Через некоторое время до нас дошли пародии на кочетовский роман, особенно смешно написал Паперный. От Виктора Платоновича Некрасова пришла открытка, где была такая фраза: «Витторио, Кочетов тебя прославил, а сам обо…ся». Кому-то Кочетов сказал, что в Италии его роман никогда не напечатают. Однако в 1970 году роман был переведен на итальянский и вышел с предисловием Витторио Страды. Один экземпляр перевода был отправлен автору.

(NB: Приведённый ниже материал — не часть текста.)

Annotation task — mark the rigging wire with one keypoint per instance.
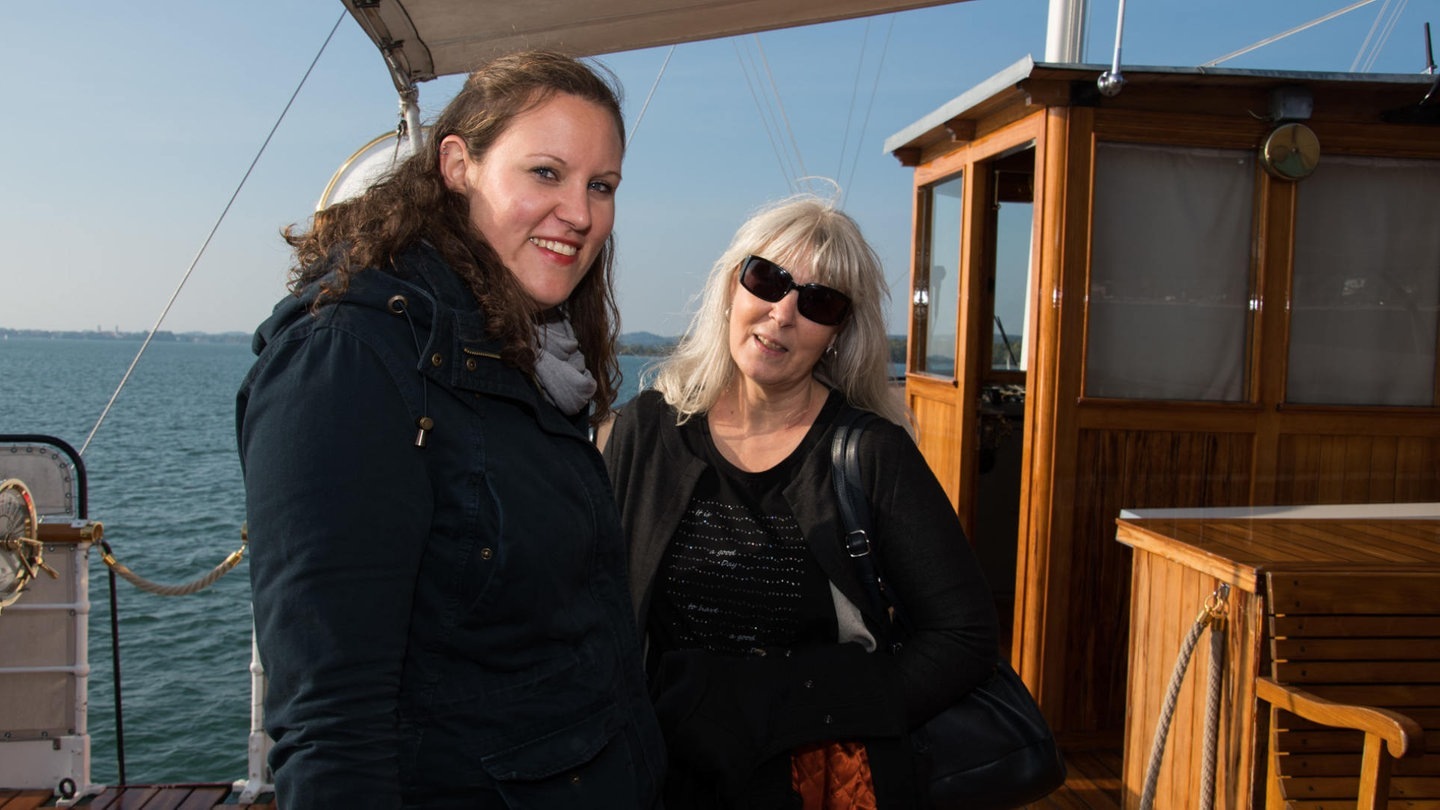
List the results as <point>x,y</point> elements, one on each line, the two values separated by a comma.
<point>209,237</point>
<point>1370,36</point>
<point>850,114</point>
<point>1279,36</point>
<point>779,105</point>
<point>870,105</point>
<point>1384,36</point>
<point>763,113</point>
<point>651,94</point>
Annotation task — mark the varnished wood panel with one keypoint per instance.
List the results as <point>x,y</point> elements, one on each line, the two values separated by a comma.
<point>1357,469</point>
<point>933,404</point>
<point>1129,469</point>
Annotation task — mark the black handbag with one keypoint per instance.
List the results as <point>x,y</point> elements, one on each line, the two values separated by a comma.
<point>990,751</point>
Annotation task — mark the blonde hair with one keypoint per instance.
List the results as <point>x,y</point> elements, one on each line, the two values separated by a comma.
<point>807,232</point>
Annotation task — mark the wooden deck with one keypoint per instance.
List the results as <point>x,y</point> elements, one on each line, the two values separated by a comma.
<point>140,797</point>
<point>1092,784</point>
<point>1093,776</point>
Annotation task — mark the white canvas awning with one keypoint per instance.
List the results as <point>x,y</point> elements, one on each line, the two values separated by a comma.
<point>422,39</point>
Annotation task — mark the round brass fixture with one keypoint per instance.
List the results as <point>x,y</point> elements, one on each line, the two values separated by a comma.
<point>1290,152</point>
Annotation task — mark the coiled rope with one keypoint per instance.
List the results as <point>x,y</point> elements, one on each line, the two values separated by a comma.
<point>1210,616</point>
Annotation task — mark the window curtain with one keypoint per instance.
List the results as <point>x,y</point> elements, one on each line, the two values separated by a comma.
<point>1170,273</point>
<point>1367,283</point>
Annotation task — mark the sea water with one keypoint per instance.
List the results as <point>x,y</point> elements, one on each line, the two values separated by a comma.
<point>164,480</point>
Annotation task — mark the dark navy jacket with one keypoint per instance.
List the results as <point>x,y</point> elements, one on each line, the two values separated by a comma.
<point>442,626</point>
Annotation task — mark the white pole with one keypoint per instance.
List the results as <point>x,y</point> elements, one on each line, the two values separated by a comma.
<point>1064,32</point>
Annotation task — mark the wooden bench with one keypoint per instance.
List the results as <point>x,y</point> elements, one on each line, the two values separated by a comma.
<point>1355,689</point>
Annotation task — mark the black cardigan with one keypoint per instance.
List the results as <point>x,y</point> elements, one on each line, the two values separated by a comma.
<point>835,692</point>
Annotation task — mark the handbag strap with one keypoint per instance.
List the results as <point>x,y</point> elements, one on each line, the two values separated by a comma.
<point>854,512</point>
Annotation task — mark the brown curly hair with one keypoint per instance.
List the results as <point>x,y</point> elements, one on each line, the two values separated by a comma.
<point>412,203</point>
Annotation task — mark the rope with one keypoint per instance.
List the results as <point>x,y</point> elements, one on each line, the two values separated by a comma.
<point>1210,616</point>
<point>1217,663</point>
<point>226,565</point>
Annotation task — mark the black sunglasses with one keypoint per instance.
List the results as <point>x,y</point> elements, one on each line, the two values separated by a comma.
<point>769,281</point>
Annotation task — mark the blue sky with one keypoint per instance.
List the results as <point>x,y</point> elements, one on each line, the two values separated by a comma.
<point>130,126</point>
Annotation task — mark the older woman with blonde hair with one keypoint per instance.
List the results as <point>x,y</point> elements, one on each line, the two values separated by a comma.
<point>761,640</point>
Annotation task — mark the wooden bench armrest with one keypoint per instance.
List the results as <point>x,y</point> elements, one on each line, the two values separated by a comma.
<point>1403,735</point>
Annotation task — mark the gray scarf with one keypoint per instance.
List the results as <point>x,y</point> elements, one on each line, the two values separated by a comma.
<point>560,368</point>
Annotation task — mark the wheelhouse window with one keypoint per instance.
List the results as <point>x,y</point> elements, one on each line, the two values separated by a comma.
<point>1365,284</point>
<point>1014,211</point>
<point>935,299</point>
<point>1170,273</point>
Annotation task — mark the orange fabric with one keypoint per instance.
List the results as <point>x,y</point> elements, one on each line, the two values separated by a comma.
<point>833,776</point>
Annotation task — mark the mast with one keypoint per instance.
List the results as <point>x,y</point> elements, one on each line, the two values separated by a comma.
<point>1064,33</point>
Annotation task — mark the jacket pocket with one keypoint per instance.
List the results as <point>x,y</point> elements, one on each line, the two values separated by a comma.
<point>592,763</point>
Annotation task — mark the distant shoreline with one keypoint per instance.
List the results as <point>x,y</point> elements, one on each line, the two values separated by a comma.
<point>136,336</point>
<point>638,343</point>
<point>641,343</point>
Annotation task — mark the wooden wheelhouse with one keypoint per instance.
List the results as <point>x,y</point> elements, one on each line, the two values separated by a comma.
<point>1213,288</point>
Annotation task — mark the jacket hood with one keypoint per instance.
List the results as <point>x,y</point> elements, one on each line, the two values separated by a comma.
<point>428,290</point>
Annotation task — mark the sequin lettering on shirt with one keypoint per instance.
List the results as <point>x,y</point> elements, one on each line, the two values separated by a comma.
<point>735,577</point>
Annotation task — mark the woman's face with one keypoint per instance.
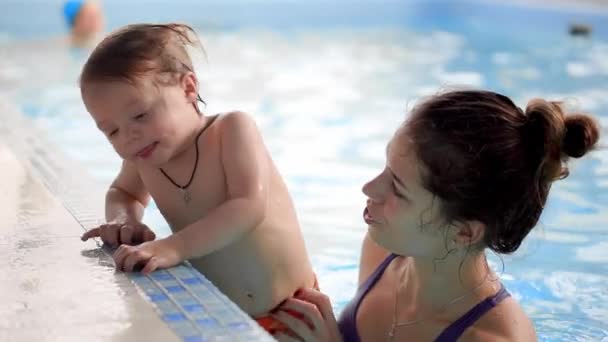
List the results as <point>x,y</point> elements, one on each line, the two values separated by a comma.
<point>402,216</point>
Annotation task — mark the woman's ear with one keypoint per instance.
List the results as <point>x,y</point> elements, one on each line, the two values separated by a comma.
<point>189,84</point>
<point>469,233</point>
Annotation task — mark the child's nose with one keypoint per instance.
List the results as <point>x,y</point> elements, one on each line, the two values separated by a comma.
<point>133,134</point>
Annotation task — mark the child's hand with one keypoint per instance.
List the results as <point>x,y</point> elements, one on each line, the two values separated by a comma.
<point>149,255</point>
<point>115,234</point>
<point>310,317</point>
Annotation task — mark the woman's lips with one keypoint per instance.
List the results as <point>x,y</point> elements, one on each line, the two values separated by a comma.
<point>147,151</point>
<point>368,218</point>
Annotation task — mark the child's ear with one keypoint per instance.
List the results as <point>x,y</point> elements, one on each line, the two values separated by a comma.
<point>189,85</point>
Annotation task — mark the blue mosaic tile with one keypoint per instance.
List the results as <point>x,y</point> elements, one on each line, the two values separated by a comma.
<point>172,317</point>
<point>208,323</point>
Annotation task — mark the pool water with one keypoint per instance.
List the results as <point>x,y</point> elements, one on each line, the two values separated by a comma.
<point>329,90</point>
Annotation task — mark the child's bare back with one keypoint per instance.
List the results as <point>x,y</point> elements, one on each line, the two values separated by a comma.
<point>211,176</point>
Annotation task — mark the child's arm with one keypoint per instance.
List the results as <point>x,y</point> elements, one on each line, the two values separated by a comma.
<point>126,200</point>
<point>127,197</point>
<point>246,166</point>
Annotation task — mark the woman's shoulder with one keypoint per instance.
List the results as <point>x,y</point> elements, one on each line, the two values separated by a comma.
<point>505,322</point>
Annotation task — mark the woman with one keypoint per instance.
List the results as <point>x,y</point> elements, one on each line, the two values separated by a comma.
<point>468,171</point>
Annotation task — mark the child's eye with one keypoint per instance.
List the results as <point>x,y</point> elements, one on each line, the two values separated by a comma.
<point>140,116</point>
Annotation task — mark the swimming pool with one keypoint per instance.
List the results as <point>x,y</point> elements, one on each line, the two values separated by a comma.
<point>328,90</point>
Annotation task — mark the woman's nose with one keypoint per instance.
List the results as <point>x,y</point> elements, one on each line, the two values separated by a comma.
<point>374,189</point>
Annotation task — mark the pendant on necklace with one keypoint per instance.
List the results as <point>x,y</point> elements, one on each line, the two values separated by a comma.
<point>186,195</point>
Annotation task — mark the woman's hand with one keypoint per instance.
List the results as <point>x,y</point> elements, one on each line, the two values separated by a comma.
<point>317,322</point>
<point>149,255</point>
<point>115,234</point>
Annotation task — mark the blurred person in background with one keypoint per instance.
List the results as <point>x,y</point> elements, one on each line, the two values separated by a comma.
<point>84,19</point>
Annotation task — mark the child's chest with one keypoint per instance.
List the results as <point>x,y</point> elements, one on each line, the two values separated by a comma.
<point>182,205</point>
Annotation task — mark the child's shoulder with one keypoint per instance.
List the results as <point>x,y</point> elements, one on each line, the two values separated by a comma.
<point>235,117</point>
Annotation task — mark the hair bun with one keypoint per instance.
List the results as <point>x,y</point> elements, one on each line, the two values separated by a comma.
<point>582,134</point>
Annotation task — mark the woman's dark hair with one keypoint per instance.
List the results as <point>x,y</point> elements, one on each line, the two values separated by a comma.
<point>490,161</point>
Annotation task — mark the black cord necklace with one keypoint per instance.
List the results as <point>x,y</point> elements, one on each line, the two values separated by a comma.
<point>184,188</point>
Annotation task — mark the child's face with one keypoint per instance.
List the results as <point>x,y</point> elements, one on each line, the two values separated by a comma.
<point>143,122</point>
<point>402,215</point>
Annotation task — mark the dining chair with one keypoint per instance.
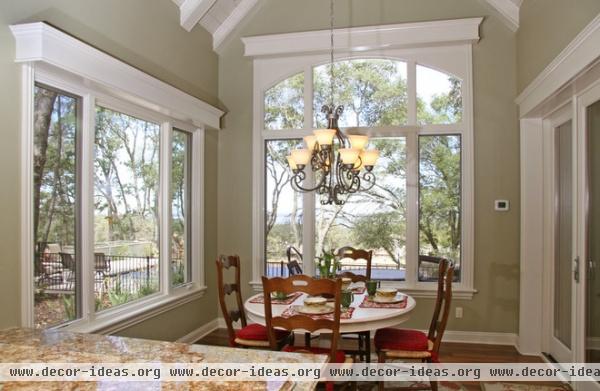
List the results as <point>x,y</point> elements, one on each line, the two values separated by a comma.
<point>250,335</point>
<point>312,287</point>
<point>364,337</point>
<point>413,344</point>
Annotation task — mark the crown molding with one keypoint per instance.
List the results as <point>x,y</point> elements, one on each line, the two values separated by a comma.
<point>420,34</point>
<point>509,9</point>
<point>42,43</point>
<point>579,54</point>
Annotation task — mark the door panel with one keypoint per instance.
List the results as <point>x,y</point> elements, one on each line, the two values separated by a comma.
<point>564,238</point>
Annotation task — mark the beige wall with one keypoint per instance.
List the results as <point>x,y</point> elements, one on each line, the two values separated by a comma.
<point>145,34</point>
<point>495,307</point>
<point>546,28</point>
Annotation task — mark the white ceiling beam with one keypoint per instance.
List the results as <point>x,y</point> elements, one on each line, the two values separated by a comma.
<point>235,17</point>
<point>509,9</point>
<point>191,11</point>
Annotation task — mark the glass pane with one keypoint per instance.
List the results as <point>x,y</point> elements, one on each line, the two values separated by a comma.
<point>372,91</point>
<point>283,219</point>
<point>439,97</point>
<point>563,257</point>
<point>593,262</point>
<point>56,277</point>
<point>284,104</point>
<point>372,220</point>
<point>180,207</point>
<point>439,203</point>
<point>126,260</point>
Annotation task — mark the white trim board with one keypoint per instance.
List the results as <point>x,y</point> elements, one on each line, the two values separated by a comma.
<point>40,42</point>
<point>420,34</point>
<point>572,61</point>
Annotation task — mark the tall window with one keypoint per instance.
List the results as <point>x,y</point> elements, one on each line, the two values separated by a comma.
<point>126,257</point>
<point>55,199</point>
<point>126,247</point>
<point>414,215</point>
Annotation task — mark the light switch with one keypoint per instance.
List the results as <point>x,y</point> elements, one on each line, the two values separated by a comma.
<point>502,205</point>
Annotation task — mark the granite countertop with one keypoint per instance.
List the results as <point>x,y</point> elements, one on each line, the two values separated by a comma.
<point>47,346</point>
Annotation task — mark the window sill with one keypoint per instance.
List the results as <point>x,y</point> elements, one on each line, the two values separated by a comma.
<point>122,317</point>
<point>459,293</point>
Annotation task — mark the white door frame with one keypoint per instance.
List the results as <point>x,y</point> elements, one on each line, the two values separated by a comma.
<point>562,115</point>
<point>561,83</point>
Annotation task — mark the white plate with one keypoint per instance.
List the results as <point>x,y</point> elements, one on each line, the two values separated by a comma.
<point>315,310</point>
<point>382,300</point>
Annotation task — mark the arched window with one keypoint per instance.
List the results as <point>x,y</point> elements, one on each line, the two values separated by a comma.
<point>415,105</point>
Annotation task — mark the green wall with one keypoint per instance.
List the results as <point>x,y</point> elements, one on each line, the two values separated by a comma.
<point>147,35</point>
<point>495,307</point>
<point>546,28</point>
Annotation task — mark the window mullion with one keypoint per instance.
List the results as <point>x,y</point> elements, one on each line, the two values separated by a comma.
<point>88,131</point>
<point>412,210</point>
<point>411,89</point>
<point>164,232</point>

…А в будущем нам предстояла неожиданная встреча с Кочетовым. В 1989 году двадцатилетнее визовое вето с Витторио было снято и по приглашению Союза писателей мы приехали в Советский Союз. В программу поездки входил и Новгород Великий. Гуляя вечером по городу, мы вышли на площадь с памятником: это был бюст-монумент В.А. Кочетова из черного мрамора. И прототипы Бенито Спады и Леры Васильевой не без удовольствия сфотографировались на его фоне.